The solar system lesson plan

This lesson for late elementary students (grades 3 – 5) teaches about Earth and Space science using an inquiry approach. It covers objects in the sky and changes in the earth and sky, as students learn the size of each planet, the vastness of space, and some special features of our solar system.

After this lesson, students will be able to: Demonstrate knowledge of the solar system by arranging spherical objects of different sizes in an order that represents the eight planets and the sun. Design a poster that shows the vastness of the solar system, by comparing one planet to another, the earth to the sun, the sun to other stars, etc. Prior Knowledge: Your students should be at least somewhat familiar with the concepts of volume and mass.

A quick review of the difference between these two terms may be necessary. Stress that mass does not mean the same thing as weight, and just because something has a really big volume does not mean it is going to be heavy. Students also need to know that the planets revolve around the sun, which is at the center of our solar system.

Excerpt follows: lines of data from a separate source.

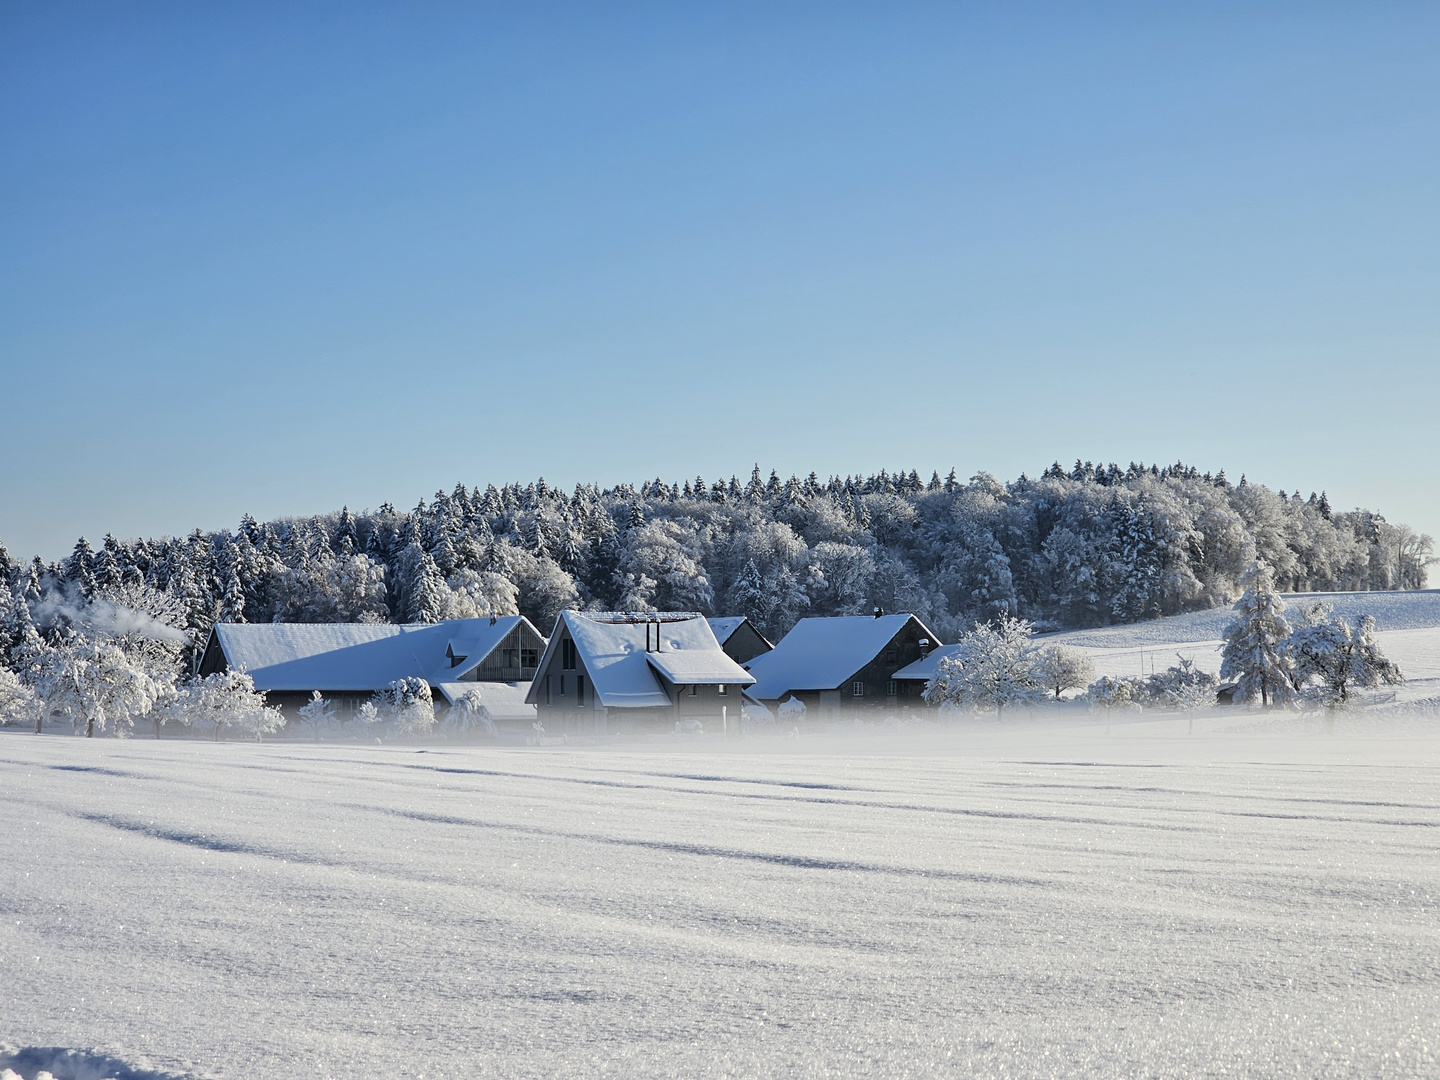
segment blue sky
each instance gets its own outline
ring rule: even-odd
[[[1440,535],[1440,8],[1086,7],[4,4],[0,539],[1077,456]]]

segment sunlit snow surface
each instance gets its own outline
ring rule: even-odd
[[[1349,723],[6,734],[0,1039],[234,1078],[1435,1076],[1440,726]]]

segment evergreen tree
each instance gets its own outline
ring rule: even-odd
[[[445,618],[449,608],[449,588],[440,575],[440,568],[427,551],[418,547],[411,549],[410,563],[413,567],[405,595],[405,618],[407,623],[437,623]]]
[[[75,542],[75,549],[66,560],[65,580],[86,599],[95,595],[95,551],[83,536]]]
[[[1290,636],[1285,602],[1270,567],[1259,560],[1245,572],[1241,584],[1245,593],[1225,628],[1220,677],[1235,680],[1236,704],[1259,698],[1264,708],[1288,705],[1295,699],[1295,689],[1294,666],[1285,649]]]

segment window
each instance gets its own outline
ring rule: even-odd
[[[856,679],[853,683],[850,684],[850,693],[854,697],[864,697],[865,684],[859,679]]]
[[[576,707],[577,709],[583,709],[583,708],[585,707],[585,676],[584,676],[584,675],[576,675],[576,676],[575,676],[575,707]]]
[[[550,704],[550,676],[545,676],[545,704]]]
[[[891,679],[889,682],[887,682],[887,683],[885,684],[885,695],[886,695],[887,697],[894,697],[895,694],[896,694],[895,680],[894,680],[894,679]]]
[[[560,667],[565,671],[575,670],[575,641],[566,638],[560,642]],[[562,690],[561,693],[564,693]]]
[[[696,696],[697,694],[699,694],[699,693],[700,693],[700,684],[699,684],[699,683],[691,683],[691,684],[690,684],[690,696],[691,696],[691,697],[695,697],[695,696]]]
[[[716,692],[717,694],[719,694],[721,697],[724,697],[727,693],[729,693],[729,687],[727,687],[727,686],[722,682],[722,683],[720,683],[718,686],[715,687],[715,692]]]
[[[540,662],[540,653],[536,649],[520,650],[520,666],[534,667]]]
[[[888,649],[885,650],[885,663],[887,663],[887,664],[893,664],[894,662],[895,662],[895,646],[894,646],[894,645],[891,645]]]
[[[565,676],[564,676],[564,675],[561,675],[561,676],[560,676],[560,696],[561,696],[561,697],[564,697],[564,696],[565,696]]]

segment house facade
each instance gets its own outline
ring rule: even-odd
[[[755,676],[747,696],[774,710],[795,697],[810,720],[883,717],[924,704],[913,682],[897,672],[938,642],[914,615],[854,615],[801,619],[746,669]]]
[[[550,734],[729,734],[754,681],[694,612],[565,611],[525,700]]]

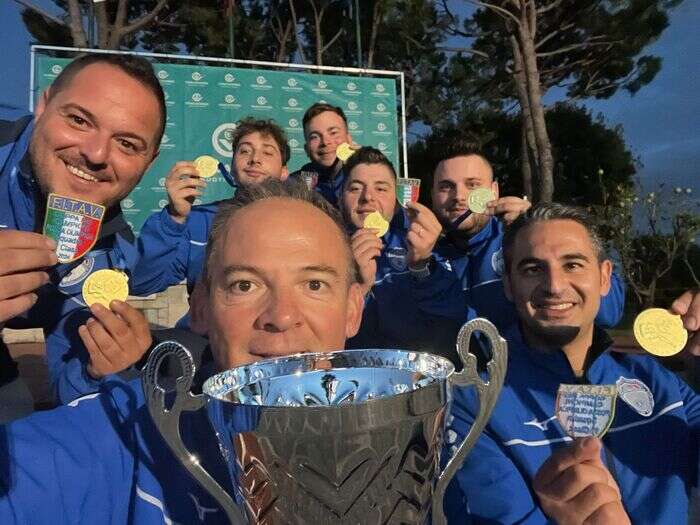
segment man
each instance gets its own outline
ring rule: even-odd
[[[462,513],[454,523],[464,522],[465,504],[477,523],[686,523],[700,398],[653,357],[616,352],[596,327],[612,264],[591,218],[533,207],[506,231],[503,252],[519,324],[504,333],[503,391],[451,487],[448,506]],[[691,295],[675,305],[686,323],[698,316]],[[602,439],[567,436],[555,408],[560,384],[616,386]],[[451,445],[478,412],[474,394],[455,391]]]
[[[232,172],[239,186],[287,179],[289,145],[274,121],[242,120],[233,134],[232,149]],[[205,186],[192,162],[178,162],[168,173],[168,206],[152,214],[139,235],[141,258],[134,269],[134,294],[160,292],[185,279],[187,291],[192,293],[202,274],[209,231],[221,205],[221,201],[192,205]],[[183,326],[187,322],[187,317],[181,321]]]
[[[360,323],[362,293],[340,217],[302,185],[244,186],[222,203],[205,276],[205,304],[193,308],[205,312],[218,369],[337,350]],[[198,461],[230,486],[205,411],[183,416],[180,428]],[[226,523],[158,434],[139,383],[115,379],[97,396],[34,414],[0,435],[2,523],[83,516],[90,523]]]
[[[108,54],[68,64],[37,101],[33,119],[0,123],[0,323],[44,329],[62,402],[96,390],[100,377],[130,366],[150,344],[139,334],[143,347],[130,353],[103,349],[113,364],[105,369],[85,352],[78,326],[92,313],[87,328],[98,340],[105,320],[130,330],[120,324],[133,318],[130,306],[88,309],[82,284],[97,270],[129,274],[135,265],[119,201],[155,159],[164,126],[165,100],[150,63]],[[96,244],[78,262],[56,266],[55,242],[37,233],[51,192],[107,208]]]
[[[341,210],[352,234],[352,247],[360,269],[365,311],[360,332],[348,341],[352,348],[437,348],[434,313],[440,308],[433,297],[435,281],[453,279],[432,254],[442,227],[432,212],[418,203],[406,209],[396,199],[396,172],[381,151],[363,147],[345,165],[347,173]],[[389,222],[380,238],[364,227],[365,218],[377,212]],[[430,314],[426,313],[426,310]],[[466,306],[460,310],[466,319]],[[454,346],[454,339],[450,341]]]
[[[490,189],[495,199],[488,203],[485,213],[468,214],[460,223],[469,211],[469,194],[478,188]],[[491,165],[470,144],[452,144],[435,168],[432,208],[445,230],[435,252],[449,261],[460,281],[454,286],[461,287],[476,314],[488,318],[499,328],[514,319],[501,279],[503,227],[530,205],[525,199],[499,196]],[[452,292],[454,297],[456,294]],[[445,295],[450,296],[447,292]],[[610,293],[601,303],[597,322],[603,327],[615,326],[622,317],[624,303],[623,281],[613,274]]]
[[[311,162],[292,173],[292,177],[303,180],[309,188],[315,189],[337,206],[345,172],[343,161],[335,151],[343,143],[353,144],[348,119],[341,108],[318,102],[306,110],[302,124],[306,140],[304,151]]]

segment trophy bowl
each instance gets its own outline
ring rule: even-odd
[[[488,381],[468,352],[471,334],[491,345]],[[182,345],[158,345],[144,369],[151,416],[194,478],[231,523],[445,523],[450,479],[483,430],[505,376],[507,349],[484,319],[457,337],[464,369],[406,350],[342,350],[258,361],[216,374],[190,392],[194,362]],[[176,357],[183,376],[175,400],[158,370]],[[474,385],[480,413],[441,471],[452,387]],[[182,411],[204,409],[218,439],[235,494],[227,493],[187,450]],[[444,462],[443,462],[444,463]]]

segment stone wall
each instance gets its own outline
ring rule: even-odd
[[[147,297],[129,297],[131,306],[141,310],[154,328],[170,328],[187,312],[187,288],[184,284],[172,286],[164,292]],[[41,329],[4,329],[2,337],[7,344],[40,343],[44,341]]]

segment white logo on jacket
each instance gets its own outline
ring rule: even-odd
[[[654,412],[654,394],[639,379],[620,376],[615,382],[617,394],[638,414],[649,417]]]

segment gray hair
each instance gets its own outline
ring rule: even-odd
[[[583,226],[591,239],[591,244],[593,245],[593,249],[598,257],[598,262],[602,262],[605,259],[603,240],[600,237],[595,220],[590,213],[578,206],[568,206],[566,204],[558,204],[556,202],[545,202],[532,206],[525,213],[520,215],[520,217],[515,219],[515,221],[513,221],[508,228],[506,228],[503,235],[503,260],[506,271],[510,270],[512,256],[511,252],[513,251],[515,238],[518,236],[520,230],[537,222],[555,220],[574,221]]]
[[[273,198],[306,202],[327,215],[337,226],[338,234],[341,236],[347,252],[348,284],[359,282],[359,268],[353,257],[350,237],[345,230],[340,212],[319,193],[308,189],[303,181],[286,180],[282,182],[277,179],[267,179],[260,184],[239,186],[232,199],[219,203],[219,208],[214,217],[211,232],[209,233],[209,241],[207,242],[204,259],[204,282],[207,287],[209,287],[212,282],[212,261],[214,257],[218,255],[221,244],[224,242],[229,221],[237,212],[246,206]]]

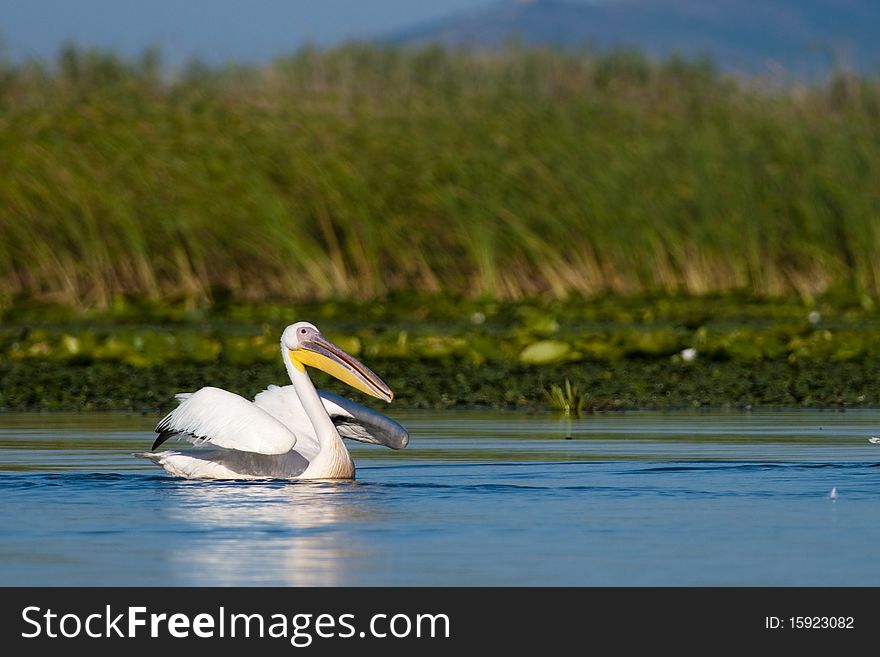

This fact will be re-emphasized during the lesson. What You Need: Various spherical objects from around the house: Balls in different sizes (beach ball, basketball, playground ball, baseball, tennis ball, rubber ball, ping-pong ball) Citrus fruit in different sizes (grapefruit, orange, mandarin) Glass marble Inflated balloon (try to make the balloon as full and round as you can) Small pebbl Paper strips with solar system facts written on them (print out this PDF and cut apart before class) White board with markers (or use a chalkboard, projector, etc.) Computer lab (one computer needed for each pair of students) Index cards (enough for each student to have several) Poster board (one piece or half piece for each pair of students) Markers (for making posters Lesson Model: 5E ENGAGE:

Before the lesson, gather household items such as a ping-pong ball, tennis ball, inflated balloon, grapefruit, glass marble, small pebble, etc. You should have around 10 items, with a large range between the smallest to largest. Use any round or spherical item you have on hand (that is safe for students to handle). Put the round objects on a table and have students sort them from largest to smallest.

What about heaviest to lightest? Ask questions like: Which object is the heaviest? Is that objected also the biggest? How many times bigger is the largest object than the smallest object? How do you know? Note: for a large classroom, put the students in groups of 3-4 and give each group a container with around 10 objects of different sizes.